Our data set consists of tweets posted around the time of the Great East Japan Earthquake that happened at 14:47 JST on March 11, 2011. This dataset was obtained from the social media monitoring company Hotto link Inc. , which tracked users who used one of 43 hashtags (for example, #jishin, #nhk, and #prayforjapan) or one of 21 keywords related to the disaster. Later, Hottolink collected all tweets posted by all of these users between March 9th (2 days prior to the earthquake) and March 29th. The total number of is around 200 million tweets, which offers one of a largest data set for users’ responses to a disaster. We focused on the dataset from 00:00 JST on March 11 to 0:00 JST on March 14, a total of 72 hours.
We picked out 10 topics that contain the following keywords: “do” (“suru” in Japanese), “I’m OK”, “go home”, “important”, “safe”, “damage”, “Fukushima”, “Miyagi”, “Cosmo Oil”, and “Isodine”. The collected topics consists of eight non-rumor topics (“do”, “I’m OK”, “go home”, “important”, “safe”, “damage”, “Fukushima”, and “Miyagi”) and two rumor topics (“Cosmo Oil” and “Isodine”). Note that the word “suru” (an auxiliary verb often translated as “do” or ignored when translating to English) is a common function word; a user’s usage of “suru” does not depend on the topic that they are tweeting about. Analyzing the usage of “suru” gives us a baseline for a general topic. The other words were heavily used in tweets after the East Japan Great Earthquake. Especially, the two rumor topics (“Cosmo Oil” and “Isodine”) were related to well-known rumors spread after the earthquake . A detailed description of the rumors follows.

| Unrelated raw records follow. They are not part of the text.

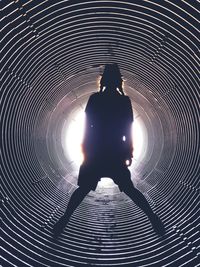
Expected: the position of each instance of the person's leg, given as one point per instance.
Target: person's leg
(126, 185)
(75, 200)
(143, 204)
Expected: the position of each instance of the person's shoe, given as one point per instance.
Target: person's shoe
(59, 226)
(157, 225)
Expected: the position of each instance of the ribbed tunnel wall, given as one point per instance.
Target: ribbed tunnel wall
(52, 55)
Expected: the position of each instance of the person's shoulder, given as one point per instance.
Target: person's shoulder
(95, 95)
(125, 98)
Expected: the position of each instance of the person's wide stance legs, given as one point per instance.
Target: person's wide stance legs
(142, 203)
(75, 200)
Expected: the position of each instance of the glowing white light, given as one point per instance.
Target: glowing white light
(74, 136)
(138, 139)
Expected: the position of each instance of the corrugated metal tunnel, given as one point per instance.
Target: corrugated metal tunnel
(52, 55)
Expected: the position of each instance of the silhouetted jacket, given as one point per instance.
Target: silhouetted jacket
(109, 120)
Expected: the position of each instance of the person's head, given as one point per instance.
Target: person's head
(111, 79)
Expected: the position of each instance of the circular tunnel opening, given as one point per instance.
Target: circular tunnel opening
(52, 55)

- “Cosmo Oil”: An explosion at the Cosmo Oil plant released harmful substances into the air.
“Cosmo Oil” is the name of a Japanese oil company. The rumor about the oil tank explosion was diffused, and frightened people. A rumor topic about the explosion at the Cosmo Oil petrochemical complex progressed through the four stages:
- Fact: Around 15:00 JST on March 11 (just after the quake), the petrochemical complex in Chiba caught fire.
- Rumor: Around 19:00 JST on March 11, the following two tweets were posted and retweeted:
- Radiation and harmful chemicals are leaking into the air from the petrochemical complex. Be careful!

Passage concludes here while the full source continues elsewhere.